Aside from their many insights about severe weather, climate change and other life-and-death issues, Earth-observing satellites also help rescue people from immediately life-threatening situations. NOAA satellites are part of the international Search and Rescue Satellite-Aided Tracking System, COSPAS-SARSAT, which uses a network of spacecraft to quickly detect and locate distress signals from emergency beacons on aircraft, boats or handheld personal locator beacons (PLBs).

When a NOAA satellite pinpoints a distress signal, the location data are relayed to the SARSAT Mission Control Center at NOAA's Satellite Operations Facility in Maryland. From there, the information is quickly sent to a Rescue Coordination Center, operated by either the U.S. Air Force for land rescues, or the U.S. Coast Guard for water rescues.

In 2016, this process was used to rescue 307 people across the country, the highest total since 2007, when 353 people were saved. Two-thirds of those were water rescues, according to NOAA, while about 7 percent were aviation-related and 25 percent were land-based rescues involving PLBs.

"On any given day, at any given time," NOAA SARSAT manager Chris O'Connors said in a recent statement, "NOAA satellites can play a direct role in saving lives."

Why so many satellites?

Photo: NOAA

It may be hard to dismiss the value of Earth-observing satellites in general, but some critics say we just have too many of them. U.S. Rep. Lamar Smith (R-Texas), for one, has suggested NASA should ignore Earth science in favor of outer space, arguing "there are another dozen agencies that study earth science and climate change." Yet the other federal agency with a fleet of Earth-science satellites, NOAA, also faces the specter of potentially severe cuts to its satellite budget, raising concerns about debilitating vision loss from our life-saving eyes in the sky.

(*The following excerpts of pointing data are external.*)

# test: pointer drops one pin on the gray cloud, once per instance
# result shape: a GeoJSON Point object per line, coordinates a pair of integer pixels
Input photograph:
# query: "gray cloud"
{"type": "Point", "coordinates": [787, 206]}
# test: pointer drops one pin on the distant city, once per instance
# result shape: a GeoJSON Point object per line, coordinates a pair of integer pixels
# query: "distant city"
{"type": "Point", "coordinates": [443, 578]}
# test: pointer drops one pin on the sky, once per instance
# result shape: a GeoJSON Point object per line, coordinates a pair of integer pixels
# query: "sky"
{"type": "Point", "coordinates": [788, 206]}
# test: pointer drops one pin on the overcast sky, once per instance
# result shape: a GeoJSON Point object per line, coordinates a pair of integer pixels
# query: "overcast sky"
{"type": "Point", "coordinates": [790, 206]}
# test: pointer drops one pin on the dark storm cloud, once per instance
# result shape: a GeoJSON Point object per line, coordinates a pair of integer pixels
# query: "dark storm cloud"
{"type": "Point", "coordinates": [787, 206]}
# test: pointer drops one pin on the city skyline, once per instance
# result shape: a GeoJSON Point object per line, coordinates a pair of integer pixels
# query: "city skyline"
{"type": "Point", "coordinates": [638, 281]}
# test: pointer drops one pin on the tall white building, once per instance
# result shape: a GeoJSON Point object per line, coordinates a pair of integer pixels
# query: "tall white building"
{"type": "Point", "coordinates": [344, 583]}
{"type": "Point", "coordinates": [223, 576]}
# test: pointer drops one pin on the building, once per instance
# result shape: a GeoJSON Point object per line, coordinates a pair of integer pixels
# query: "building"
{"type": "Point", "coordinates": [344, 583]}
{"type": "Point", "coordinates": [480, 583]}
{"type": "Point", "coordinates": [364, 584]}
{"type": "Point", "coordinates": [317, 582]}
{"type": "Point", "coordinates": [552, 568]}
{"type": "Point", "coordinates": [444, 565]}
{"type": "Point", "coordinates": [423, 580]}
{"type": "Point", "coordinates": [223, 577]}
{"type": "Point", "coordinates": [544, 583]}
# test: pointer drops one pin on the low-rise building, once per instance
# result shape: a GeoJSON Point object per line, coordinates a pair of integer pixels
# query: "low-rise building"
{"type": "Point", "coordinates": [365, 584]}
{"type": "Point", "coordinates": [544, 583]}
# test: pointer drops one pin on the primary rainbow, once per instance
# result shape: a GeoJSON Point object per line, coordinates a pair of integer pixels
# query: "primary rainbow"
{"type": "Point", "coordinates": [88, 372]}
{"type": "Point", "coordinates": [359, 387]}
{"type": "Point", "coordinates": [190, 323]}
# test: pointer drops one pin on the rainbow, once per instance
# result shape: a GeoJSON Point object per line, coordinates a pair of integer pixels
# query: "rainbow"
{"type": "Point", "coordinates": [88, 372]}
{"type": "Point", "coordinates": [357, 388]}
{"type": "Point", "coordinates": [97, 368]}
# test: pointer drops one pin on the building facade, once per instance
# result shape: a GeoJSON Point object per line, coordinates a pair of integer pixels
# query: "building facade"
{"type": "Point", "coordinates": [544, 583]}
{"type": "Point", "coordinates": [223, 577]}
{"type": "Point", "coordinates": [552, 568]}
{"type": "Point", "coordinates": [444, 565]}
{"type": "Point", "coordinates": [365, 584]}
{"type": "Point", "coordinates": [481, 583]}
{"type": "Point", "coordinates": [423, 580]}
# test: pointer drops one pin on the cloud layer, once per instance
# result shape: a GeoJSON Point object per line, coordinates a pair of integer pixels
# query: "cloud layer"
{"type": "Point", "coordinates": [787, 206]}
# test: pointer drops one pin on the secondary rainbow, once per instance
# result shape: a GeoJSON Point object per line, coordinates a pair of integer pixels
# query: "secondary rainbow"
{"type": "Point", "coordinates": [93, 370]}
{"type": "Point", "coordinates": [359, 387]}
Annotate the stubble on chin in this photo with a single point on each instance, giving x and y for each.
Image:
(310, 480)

Of NASA's $19 billion budget, about $2 billion goes to its Earth-science program, while NOAA's entire budget is a relatively meager $5.8 billion. (The overall federal budget, for comparison, is more than $3 trillion.) Yet abandoning these investments could have dire consequences, from lost warning time about severe weather to lost perspective about the pace of climate change.

While it may seem redundant to have multiple agencies managing dozens of Earth-observing satellites, it's worth noting that different satellites carry different kinds of instruments to measure a wide range of Earthly signals. And even when their efforts do overlap, it's also worth noting that redundancy is rarely wasteful in science. Information from one satellite may be useful, but if that information can be corroborated by other satellites, its value skyrockets.

This list only covers a few perks of Earth-observing satellites. They also help us predict geomagnetic storms, track oil spills and plan trade routes, for example, among many other things. And while our interest in leaving Earth may be driven largely by the allure of space, these orbital lookouts embody an important lesson of the Space Age: There's no place like home (at least not anywhere nearby).